DOMESTIC violence campaigners hit out last night after a pensioner who hit his wife over the head with a metal bar was deemed too old to go to jail.
Oliver Clarkson, chairman of the Northumberland and Durham Canary Club, escaped prison yesterday after a judge heard he had suffered two strokes since being on remand for the attack in March.
Yesterday at Newcastle Crown Court the 71-year-old, of Woodbine Terrace in Bensham, Gateshead, was given a restraining order preventing him from contacting wife Carol.
Sentencing on charges of unlawful wounding and criminal damage, which Clarkson admitted at an earlier hearing, was deferred for six months.
The court heard how the couple had been married for 10 years and lived at Finchale Terrace in Jarrow, South Tyneside, where he kept his birds and pet cats.
In January this year a Non-Molestation Order to protect Mrs Clarkson, 20 years younger than her ex-husband, was granted by a County Court, but on March 18 he smashed a window at her home, prosecutor Barry Robson told the court. Two days later she came from work with a friend and as she went to switch on the light was struck across the head with a metal bar by Clarkson.
Mrs Clarkson’s friend was able to restrain him until police arrived. His ex-wife needed four staples in her head and the court heard she has since suffered stress.

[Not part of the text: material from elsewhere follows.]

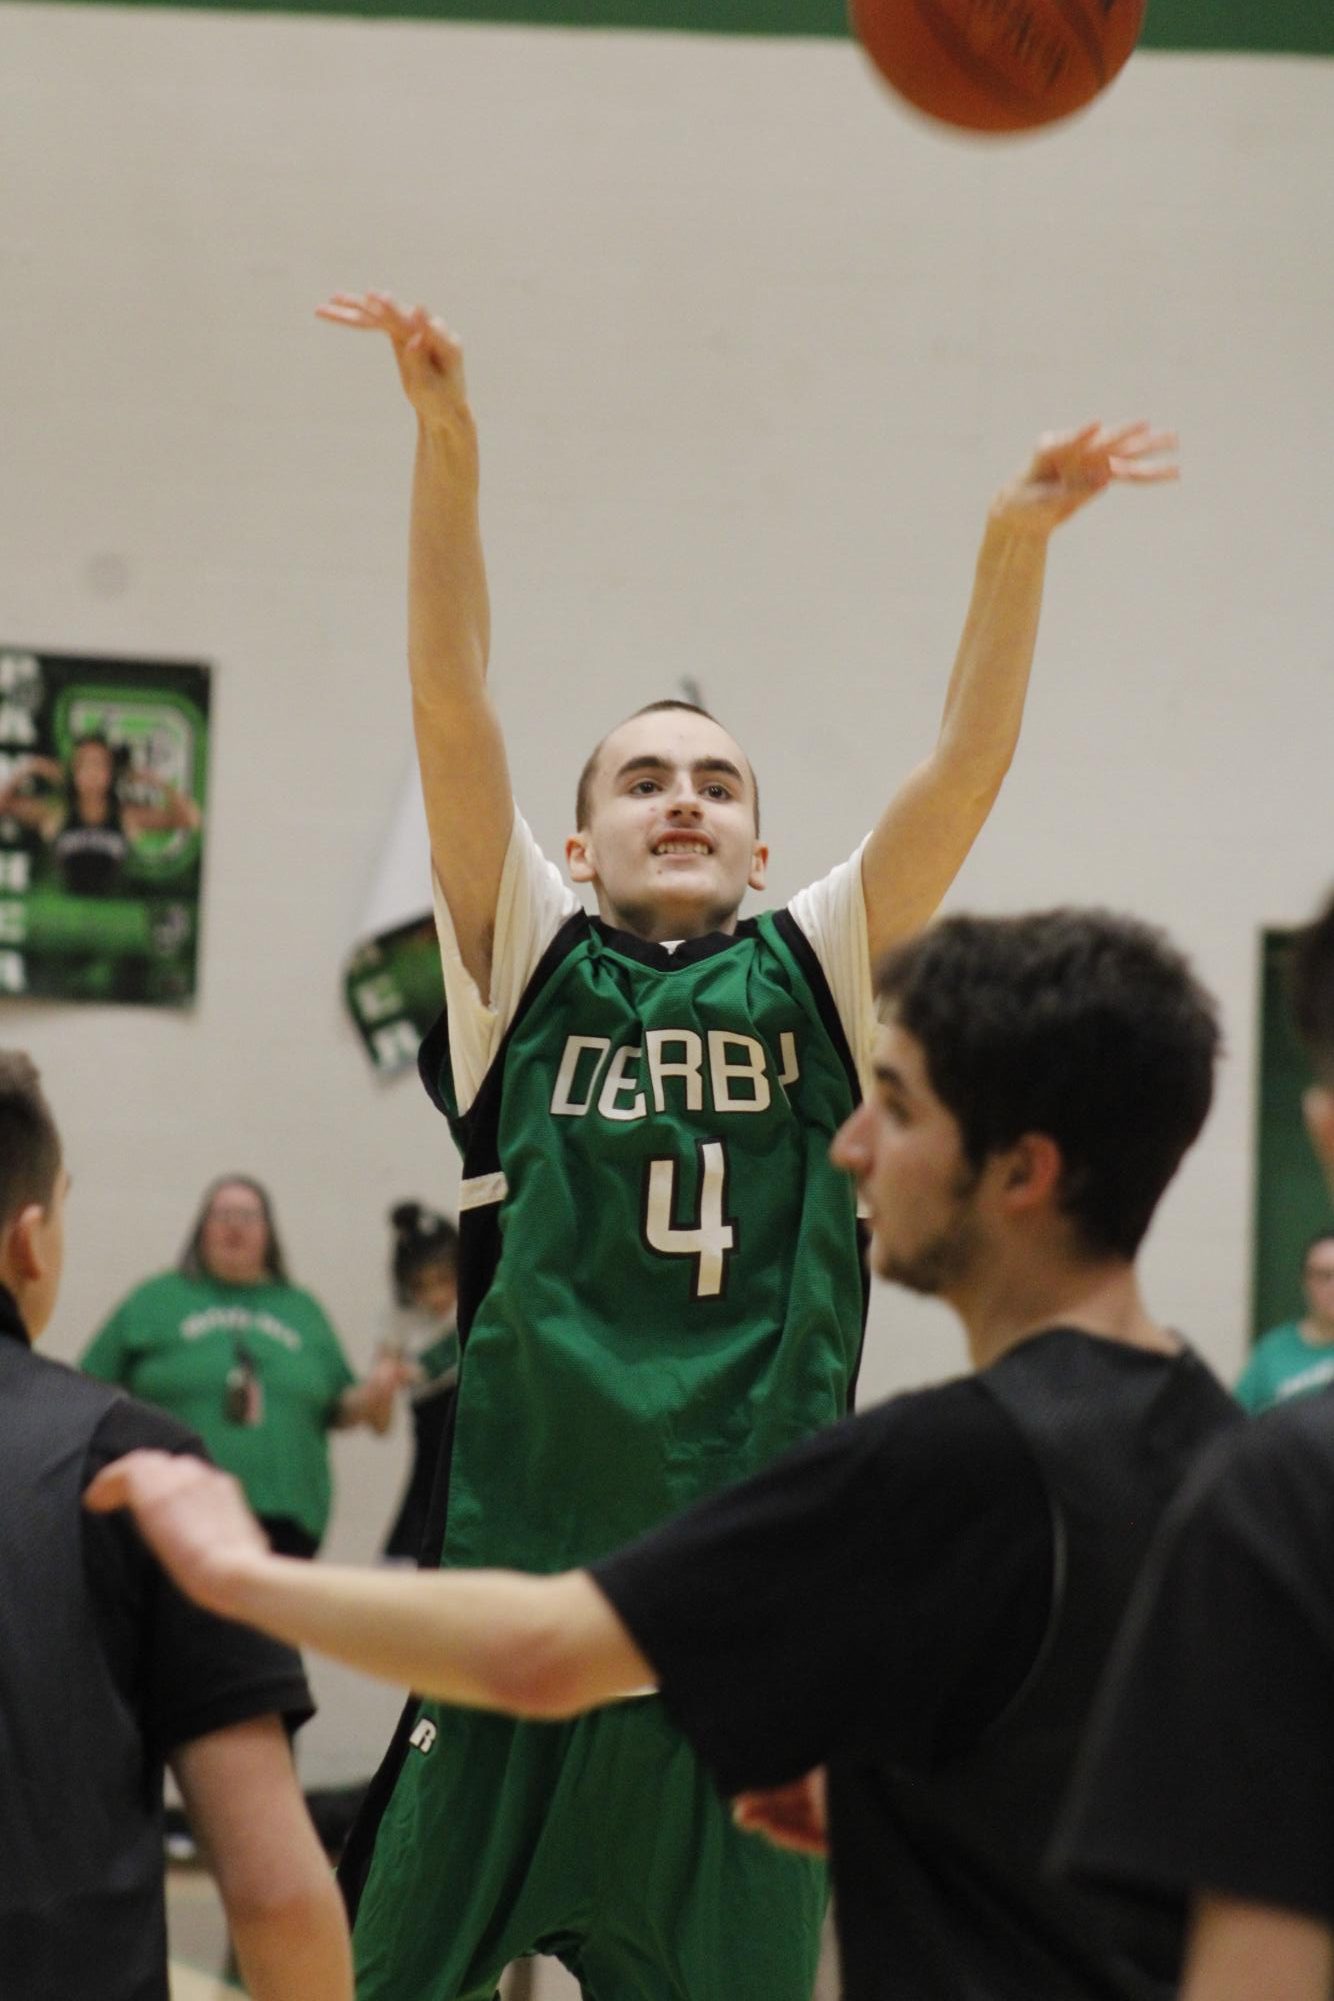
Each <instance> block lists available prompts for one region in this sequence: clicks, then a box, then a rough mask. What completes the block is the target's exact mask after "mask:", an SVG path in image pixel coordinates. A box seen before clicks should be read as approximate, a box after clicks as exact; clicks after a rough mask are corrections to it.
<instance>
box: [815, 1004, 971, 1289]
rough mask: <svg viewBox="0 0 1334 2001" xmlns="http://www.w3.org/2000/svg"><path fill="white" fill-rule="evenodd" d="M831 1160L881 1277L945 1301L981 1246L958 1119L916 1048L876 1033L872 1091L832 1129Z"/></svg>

Clarkson had a previous conviction for threatening to kill his then common-law wife in 1991. Defending, Ian Graham, said: “He has suffered quite a decline in his health. He has already had a stroke and had another stroke this week.”
He added: “The complainant wants to move on. He found it difficult to accept. He had a number of birds at this address and cats and he was supposed to be allowed access, but she never provided this.”
Recorder Graham Hyland QC told Clarkson: “You have been remanded in custody for some months. You are too old to be in prison, but if in the next six months you offend in any way, particularly in relation to your former wife, you will go to prison.”
Following the case Clare Phillipson, director of the Wearside Women in Need refuge, said: “Hitting somebody over the head with a metal bar could have led to the death of this woman.
“Given it was in the context of what was clearly within a sustained campaign of terror and intimidation, I disagree with the judge and think this man should have gone to prison.”